A/N:  Boy am I proud.  I got this chapter out before Friday!  Yay!  I wanted to make this chapter have another section including everyone's favorite prince (Prince Jerrold in case you're clueless) but I figured it would make it the never-ending chapter and it wouldn't really go along with the current plot.

            To address some things mentioned in reviews:

Fuzy Llama- Jerrold was the king of Kyrria, Char's dad, but you know how people name their kids after their parents or grandparents, etc.  Thus, Char and Ella's son is Prince Jerrold.

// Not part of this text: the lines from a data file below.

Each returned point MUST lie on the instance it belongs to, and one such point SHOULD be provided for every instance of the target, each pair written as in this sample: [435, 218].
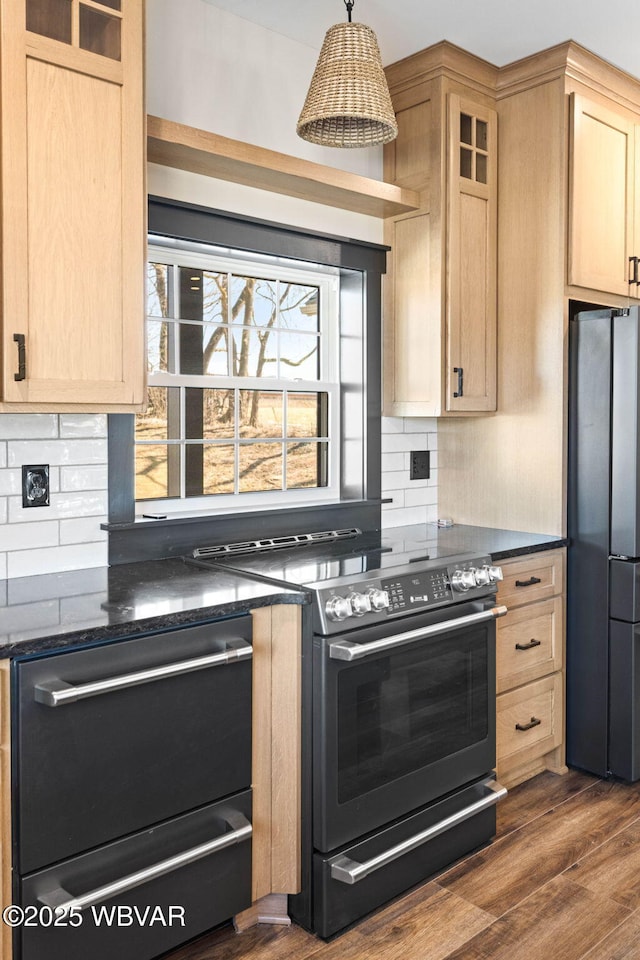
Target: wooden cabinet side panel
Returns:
[286, 750]
[6, 938]
[601, 197]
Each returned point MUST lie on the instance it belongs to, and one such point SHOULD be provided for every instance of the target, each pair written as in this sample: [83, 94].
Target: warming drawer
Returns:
[114, 739]
[138, 897]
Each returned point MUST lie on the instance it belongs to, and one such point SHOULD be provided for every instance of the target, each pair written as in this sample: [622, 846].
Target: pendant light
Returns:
[348, 103]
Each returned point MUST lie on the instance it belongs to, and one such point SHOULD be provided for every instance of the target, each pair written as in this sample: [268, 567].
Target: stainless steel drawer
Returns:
[112, 739]
[138, 897]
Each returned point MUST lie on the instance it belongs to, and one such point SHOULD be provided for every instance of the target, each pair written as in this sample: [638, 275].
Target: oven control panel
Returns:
[405, 592]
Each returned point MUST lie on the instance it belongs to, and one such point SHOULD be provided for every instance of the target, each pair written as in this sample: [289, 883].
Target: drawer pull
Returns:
[351, 871]
[62, 902]
[528, 646]
[534, 722]
[55, 693]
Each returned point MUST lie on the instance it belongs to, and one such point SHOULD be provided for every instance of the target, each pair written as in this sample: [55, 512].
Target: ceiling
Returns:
[497, 30]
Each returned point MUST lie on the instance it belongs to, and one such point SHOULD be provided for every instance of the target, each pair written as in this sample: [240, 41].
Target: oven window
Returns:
[401, 712]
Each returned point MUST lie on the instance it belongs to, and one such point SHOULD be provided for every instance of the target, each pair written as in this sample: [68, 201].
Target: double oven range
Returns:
[398, 712]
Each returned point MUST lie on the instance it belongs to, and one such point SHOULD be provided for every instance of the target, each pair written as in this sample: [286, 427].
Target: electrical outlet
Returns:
[420, 468]
[35, 485]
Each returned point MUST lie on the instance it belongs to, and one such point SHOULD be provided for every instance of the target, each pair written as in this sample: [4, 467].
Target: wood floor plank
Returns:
[614, 868]
[499, 877]
[622, 944]
[426, 925]
[561, 920]
[535, 797]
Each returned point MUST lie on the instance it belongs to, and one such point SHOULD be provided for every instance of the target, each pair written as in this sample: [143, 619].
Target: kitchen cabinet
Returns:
[440, 290]
[604, 204]
[73, 205]
[530, 667]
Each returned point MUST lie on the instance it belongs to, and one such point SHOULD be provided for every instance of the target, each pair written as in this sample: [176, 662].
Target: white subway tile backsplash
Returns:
[59, 452]
[84, 478]
[25, 563]
[30, 536]
[63, 506]
[21, 426]
[83, 425]
[85, 530]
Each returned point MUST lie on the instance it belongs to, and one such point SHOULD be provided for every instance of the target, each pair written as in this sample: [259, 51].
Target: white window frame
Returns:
[215, 259]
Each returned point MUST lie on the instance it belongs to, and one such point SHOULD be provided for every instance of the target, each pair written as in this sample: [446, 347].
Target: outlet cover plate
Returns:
[35, 485]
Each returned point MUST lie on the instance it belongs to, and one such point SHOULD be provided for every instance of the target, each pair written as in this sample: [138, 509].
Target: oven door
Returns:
[404, 713]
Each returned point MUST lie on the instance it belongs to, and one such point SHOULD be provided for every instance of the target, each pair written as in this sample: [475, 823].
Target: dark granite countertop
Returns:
[462, 538]
[56, 612]
[62, 611]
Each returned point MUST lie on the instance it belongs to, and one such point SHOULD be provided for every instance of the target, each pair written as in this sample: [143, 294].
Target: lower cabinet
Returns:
[530, 667]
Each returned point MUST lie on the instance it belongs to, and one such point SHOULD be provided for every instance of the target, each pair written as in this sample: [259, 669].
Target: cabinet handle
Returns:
[534, 722]
[22, 357]
[528, 646]
[62, 902]
[55, 693]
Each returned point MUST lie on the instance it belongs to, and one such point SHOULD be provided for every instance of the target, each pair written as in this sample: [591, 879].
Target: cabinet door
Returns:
[601, 198]
[471, 311]
[73, 231]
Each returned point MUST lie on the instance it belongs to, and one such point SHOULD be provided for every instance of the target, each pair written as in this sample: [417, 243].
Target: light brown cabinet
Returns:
[73, 204]
[604, 203]
[440, 290]
[530, 667]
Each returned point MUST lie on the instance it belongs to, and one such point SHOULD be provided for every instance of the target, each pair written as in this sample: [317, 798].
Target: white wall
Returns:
[210, 69]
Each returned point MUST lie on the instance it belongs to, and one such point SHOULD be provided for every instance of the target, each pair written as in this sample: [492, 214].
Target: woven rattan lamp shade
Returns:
[348, 103]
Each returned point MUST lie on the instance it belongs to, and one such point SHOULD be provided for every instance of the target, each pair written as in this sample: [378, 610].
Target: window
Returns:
[243, 373]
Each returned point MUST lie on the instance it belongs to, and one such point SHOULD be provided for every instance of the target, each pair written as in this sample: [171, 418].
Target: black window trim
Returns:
[131, 540]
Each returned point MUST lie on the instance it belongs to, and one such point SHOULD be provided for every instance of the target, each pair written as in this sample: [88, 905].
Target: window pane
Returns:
[210, 414]
[299, 307]
[254, 352]
[218, 468]
[161, 421]
[307, 414]
[260, 413]
[160, 348]
[157, 290]
[253, 302]
[152, 471]
[260, 467]
[299, 356]
[306, 465]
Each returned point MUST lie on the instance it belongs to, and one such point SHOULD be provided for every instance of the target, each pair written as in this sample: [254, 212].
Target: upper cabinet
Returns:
[73, 204]
[440, 291]
[604, 214]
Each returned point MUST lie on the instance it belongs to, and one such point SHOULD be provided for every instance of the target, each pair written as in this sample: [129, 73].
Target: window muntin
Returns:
[243, 383]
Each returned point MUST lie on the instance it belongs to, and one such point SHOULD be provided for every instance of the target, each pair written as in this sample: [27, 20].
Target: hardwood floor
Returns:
[562, 879]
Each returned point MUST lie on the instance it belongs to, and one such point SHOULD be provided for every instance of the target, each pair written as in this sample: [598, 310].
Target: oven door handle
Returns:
[351, 871]
[347, 650]
[56, 693]
[62, 903]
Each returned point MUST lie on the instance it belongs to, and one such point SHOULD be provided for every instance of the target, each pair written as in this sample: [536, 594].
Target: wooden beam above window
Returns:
[187, 148]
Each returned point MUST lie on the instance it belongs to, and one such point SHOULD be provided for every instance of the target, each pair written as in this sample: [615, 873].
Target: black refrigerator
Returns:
[603, 588]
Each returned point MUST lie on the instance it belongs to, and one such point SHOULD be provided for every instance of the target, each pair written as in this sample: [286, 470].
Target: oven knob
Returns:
[338, 608]
[379, 599]
[360, 604]
[463, 580]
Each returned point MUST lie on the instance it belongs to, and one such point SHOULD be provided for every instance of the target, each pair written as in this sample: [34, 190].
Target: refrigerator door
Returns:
[625, 436]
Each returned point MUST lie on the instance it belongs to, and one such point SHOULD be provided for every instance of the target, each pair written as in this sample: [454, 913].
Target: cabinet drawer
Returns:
[529, 643]
[537, 708]
[532, 578]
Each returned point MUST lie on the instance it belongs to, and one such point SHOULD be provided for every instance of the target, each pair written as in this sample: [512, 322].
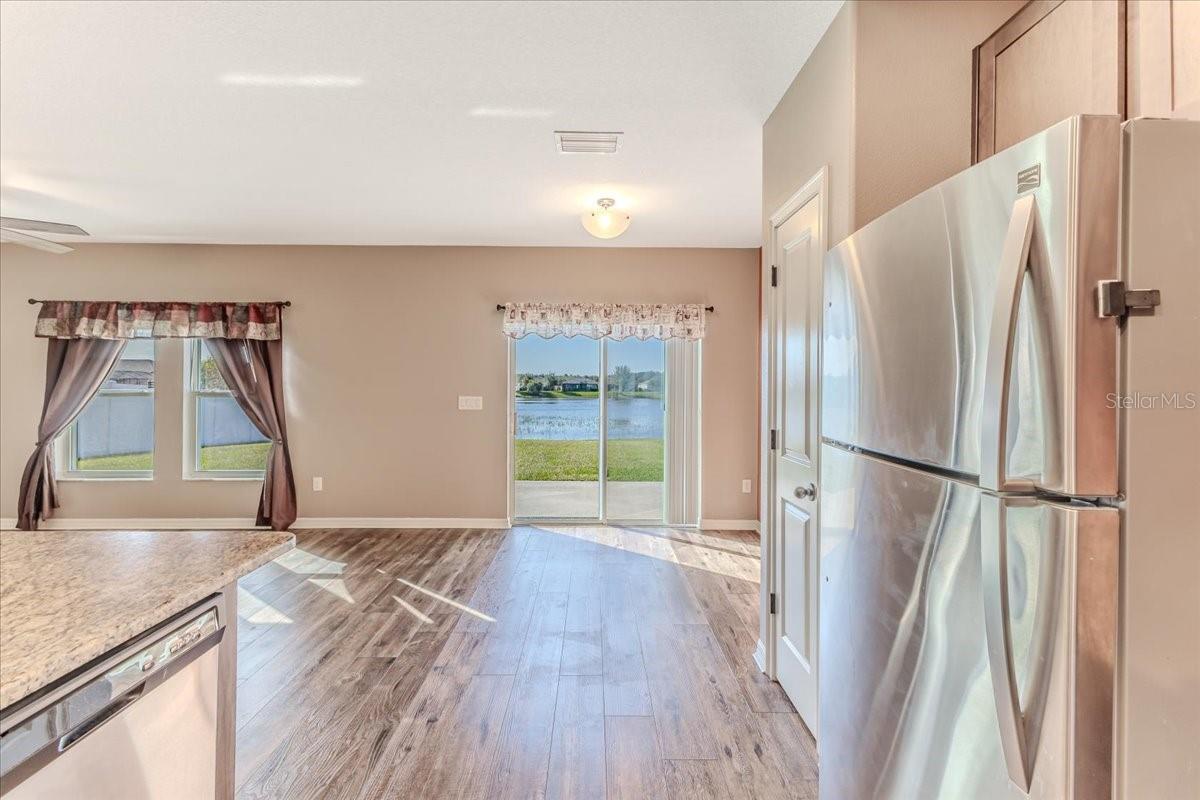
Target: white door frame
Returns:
[815, 187]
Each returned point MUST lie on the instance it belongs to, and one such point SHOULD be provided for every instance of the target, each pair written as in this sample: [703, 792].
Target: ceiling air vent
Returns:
[600, 142]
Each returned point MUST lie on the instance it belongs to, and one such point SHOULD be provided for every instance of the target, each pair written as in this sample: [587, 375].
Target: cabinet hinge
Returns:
[1113, 299]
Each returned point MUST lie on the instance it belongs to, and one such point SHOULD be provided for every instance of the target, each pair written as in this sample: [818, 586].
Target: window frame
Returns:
[192, 396]
[66, 446]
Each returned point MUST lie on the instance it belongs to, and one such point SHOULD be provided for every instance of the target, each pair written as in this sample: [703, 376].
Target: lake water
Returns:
[637, 417]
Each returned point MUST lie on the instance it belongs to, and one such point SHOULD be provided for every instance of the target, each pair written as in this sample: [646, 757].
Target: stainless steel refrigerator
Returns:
[972, 476]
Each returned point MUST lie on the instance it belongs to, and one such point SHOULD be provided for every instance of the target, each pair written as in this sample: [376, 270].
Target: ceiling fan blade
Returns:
[45, 227]
[37, 242]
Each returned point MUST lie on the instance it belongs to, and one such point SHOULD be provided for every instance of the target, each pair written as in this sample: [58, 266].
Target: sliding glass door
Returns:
[556, 444]
[634, 425]
[586, 449]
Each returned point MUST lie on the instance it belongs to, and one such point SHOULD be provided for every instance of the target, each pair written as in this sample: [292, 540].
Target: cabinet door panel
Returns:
[1164, 58]
[1050, 61]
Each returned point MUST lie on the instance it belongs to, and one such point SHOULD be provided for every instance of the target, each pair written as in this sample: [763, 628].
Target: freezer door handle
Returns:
[994, 426]
[994, 547]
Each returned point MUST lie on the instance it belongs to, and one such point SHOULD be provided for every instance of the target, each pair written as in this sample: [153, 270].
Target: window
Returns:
[220, 441]
[113, 438]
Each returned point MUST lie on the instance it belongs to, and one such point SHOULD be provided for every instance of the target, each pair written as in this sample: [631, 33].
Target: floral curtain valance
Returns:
[72, 319]
[599, 320]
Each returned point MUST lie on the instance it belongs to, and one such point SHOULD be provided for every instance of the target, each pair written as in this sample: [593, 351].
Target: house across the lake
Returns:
[577, 385]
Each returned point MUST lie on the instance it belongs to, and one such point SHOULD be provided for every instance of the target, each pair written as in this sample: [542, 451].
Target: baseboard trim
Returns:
[729, 524]
[227, 523]
[401, 522]
[760, 656]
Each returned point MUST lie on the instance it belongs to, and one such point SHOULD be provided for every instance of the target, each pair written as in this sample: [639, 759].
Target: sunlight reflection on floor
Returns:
[709, 551]
[335, 587]
[252, 609]
[304, 563]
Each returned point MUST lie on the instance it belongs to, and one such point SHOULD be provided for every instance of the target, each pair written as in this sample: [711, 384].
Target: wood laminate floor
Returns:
[534, 662]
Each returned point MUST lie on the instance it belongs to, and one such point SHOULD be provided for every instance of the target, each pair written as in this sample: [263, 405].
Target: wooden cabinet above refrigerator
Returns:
[1055, 59]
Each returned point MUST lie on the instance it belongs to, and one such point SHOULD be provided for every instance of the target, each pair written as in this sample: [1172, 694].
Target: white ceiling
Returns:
[417, 124]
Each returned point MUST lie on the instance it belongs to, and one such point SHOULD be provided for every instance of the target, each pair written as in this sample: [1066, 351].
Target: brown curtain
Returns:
[75, 372]
[253, 371]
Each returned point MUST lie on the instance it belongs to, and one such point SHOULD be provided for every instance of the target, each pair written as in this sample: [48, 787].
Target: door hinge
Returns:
[1113, 299]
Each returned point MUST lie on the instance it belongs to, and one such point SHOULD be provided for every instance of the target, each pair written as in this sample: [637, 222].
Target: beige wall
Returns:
[381, 341]
[883, 102]
[813, 126]
[912, 95]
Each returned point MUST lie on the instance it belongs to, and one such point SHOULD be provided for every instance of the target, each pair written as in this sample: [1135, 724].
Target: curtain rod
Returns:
[286, 304]
[501, 306]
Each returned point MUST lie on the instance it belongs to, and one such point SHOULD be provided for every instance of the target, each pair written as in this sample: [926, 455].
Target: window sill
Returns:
[217, 476]
[76, 477]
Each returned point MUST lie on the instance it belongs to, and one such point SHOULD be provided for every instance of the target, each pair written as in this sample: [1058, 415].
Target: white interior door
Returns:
[797, 251]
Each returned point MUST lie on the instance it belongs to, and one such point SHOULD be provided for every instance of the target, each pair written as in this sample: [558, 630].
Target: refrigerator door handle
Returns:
[994, 548]
[994, 425]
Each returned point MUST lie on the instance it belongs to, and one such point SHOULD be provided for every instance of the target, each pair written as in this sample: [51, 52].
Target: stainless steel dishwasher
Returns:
[139, 723]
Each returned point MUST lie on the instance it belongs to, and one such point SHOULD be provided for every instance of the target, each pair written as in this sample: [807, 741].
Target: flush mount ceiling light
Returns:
[604, 222]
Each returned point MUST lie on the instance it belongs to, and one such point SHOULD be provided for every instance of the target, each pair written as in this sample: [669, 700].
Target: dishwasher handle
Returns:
[106, 714]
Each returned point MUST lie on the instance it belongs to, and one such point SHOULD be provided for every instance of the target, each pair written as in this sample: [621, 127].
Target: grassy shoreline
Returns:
[579, 459]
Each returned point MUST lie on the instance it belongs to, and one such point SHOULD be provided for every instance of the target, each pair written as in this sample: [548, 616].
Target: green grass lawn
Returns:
[579, 459]
[252, 456]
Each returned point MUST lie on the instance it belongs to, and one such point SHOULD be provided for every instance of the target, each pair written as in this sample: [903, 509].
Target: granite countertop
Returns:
[70, 596]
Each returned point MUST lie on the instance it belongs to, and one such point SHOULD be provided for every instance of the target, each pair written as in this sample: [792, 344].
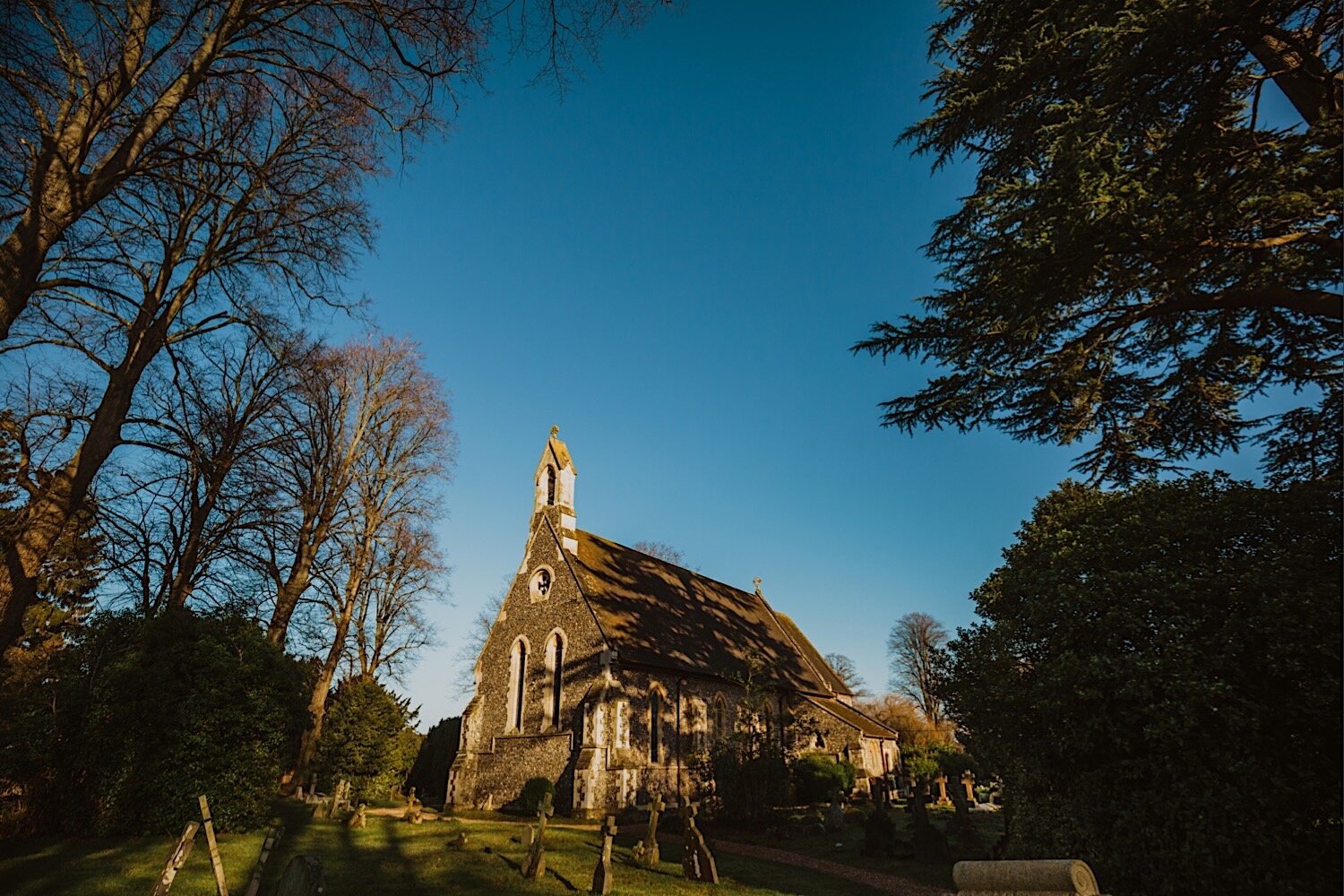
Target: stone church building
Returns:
[609, 670]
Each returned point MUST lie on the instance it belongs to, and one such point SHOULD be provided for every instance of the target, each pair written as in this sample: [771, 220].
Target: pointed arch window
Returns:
[554, 678]
[516, 684]
[655, 726]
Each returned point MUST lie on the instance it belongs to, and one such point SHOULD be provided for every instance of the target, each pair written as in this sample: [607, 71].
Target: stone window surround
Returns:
[554, 676]
[516, 689]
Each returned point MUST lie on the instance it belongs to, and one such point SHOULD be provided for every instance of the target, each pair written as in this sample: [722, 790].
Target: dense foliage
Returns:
[1150, 238]
[137, 718]
[367, 739]
[816, 778]
[429, 771]
[1156, 678]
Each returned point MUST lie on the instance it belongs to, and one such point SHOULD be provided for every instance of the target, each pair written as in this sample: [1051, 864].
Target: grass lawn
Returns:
[808, 841]
[387, 857]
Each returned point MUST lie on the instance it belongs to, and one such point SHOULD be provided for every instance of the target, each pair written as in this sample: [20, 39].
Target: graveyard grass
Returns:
[387, 857]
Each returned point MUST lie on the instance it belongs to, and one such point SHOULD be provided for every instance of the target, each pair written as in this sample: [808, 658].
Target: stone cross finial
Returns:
[602, 874]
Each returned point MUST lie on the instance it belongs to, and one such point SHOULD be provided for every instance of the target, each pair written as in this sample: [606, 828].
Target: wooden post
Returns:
[177, 858]
[273, 836]
[215, 863]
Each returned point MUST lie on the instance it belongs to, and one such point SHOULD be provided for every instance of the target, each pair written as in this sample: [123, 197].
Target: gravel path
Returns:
[879, 882]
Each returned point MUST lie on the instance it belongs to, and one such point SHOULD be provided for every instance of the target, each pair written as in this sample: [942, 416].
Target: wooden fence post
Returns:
[215, 863]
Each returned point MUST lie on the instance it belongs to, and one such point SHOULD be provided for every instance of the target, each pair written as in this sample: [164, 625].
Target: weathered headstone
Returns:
[696, 861]
[215, 861]
[268, 845]
[303, 877]
[943, 790]
[602, 874]
[835, 813]
[879, 834]
[647, 850]
[358, 818]
[929, 842]
[534, 866]
[177, 858]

            Rora Kuusou- As to Rosalie's similarity to Ella, I'm working hard to make them different.  I still want Rosalie to have spunk and determination, but I don't want her to be the carbon copy of Ella.

            XkpsesamewrittenX- There was no mention of Rosalie in Ella Enchanted.  She's my own made up character.  I have no idea who Diana is, either.  Could you please explain that to me?

            C.L. Rhodes- This chapter was sort of angst-y, but they'll get even more so later in the story. 

            To everyone else:  Thanks a ton for reviewing!  It makes me want to be a much better authoress than I have been!